Deep sequencing (50X) of the protein-coding regions of 1,000 genes was done to shed light on the 2 percent of the human genome composed of genes. "The bulk of what we can functionally interpret in human genetics and cancer genetics is found in the protein-coding portion of the genome, so this part of the project was useful to us in pioneering targeting methods to sequence just the genes," says Gabriel, director of the Genome Sequencing and Analysis Program, and co-director of the Genome Sequencing and Genetic Analysis Platform and the Program in Medical and Population Genetics at the Broad.

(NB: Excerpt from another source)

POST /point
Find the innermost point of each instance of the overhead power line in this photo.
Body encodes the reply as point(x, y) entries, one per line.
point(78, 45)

The 1000 Genomes Project was initially founded in 2008 by the National Human Genome Research Institute (NHGRI), the Wellcome Trust Sanger Institute, and the Beijing Genomics Institute. Under sponsorship of the NHGRI, the Broad Institute of MIT and Harvard has been a major driver of the project. David Altshuler, deputy director of the Broad, co-chairs the overall effort and Stacey Gabriel leads the project's data production group.

The 1000 Genomes Project has major sample collection, data collection, and analysis components. "This is the first large-scale, next-generation sequencing project that has been done in human genetics so we first needed to learn how to work with the incredibly large data sets," says Gabriel.

Led by Mark DePristo, the Broad's Medical and Population Genetics analysis group designed a fundamental programming framework for extracting and manipulating the data in a straightforward, efficient way. "One of the major contributions to this project has been the development of general-purpose tools for working with next-generation sequencing data," explains DePristo. Current sequencing technology has provided an exponential boom in the amount of information provided, compared with earlier technologies. But this has complicated the analysis of the data.

To mine the data, DePristo and his Broad colleagues pioneered a programming architecture for working with large-scale data sets that provides a divide unseen by the user between the engine for working with the data and individual analysis tools. "We have been able to apply very sophisticated computational approaches to access and manipulate the 7.3 terabytes of data generated so far in this project," explains DePristo.

The medical and research communities at the Broad and beyond are already benefiting from the 1000 Genomes project because many of the details related to performing next-generation sequencing analyses were resolved in the pilot projects. "Now, we can do the data processing of our medical genetics projects with much less effort because so much of that was done in the 1000 Genomes Project," says DePristo.

In the coming months, the consortium will publish a primary paper on the pilot studies along with several companion papers.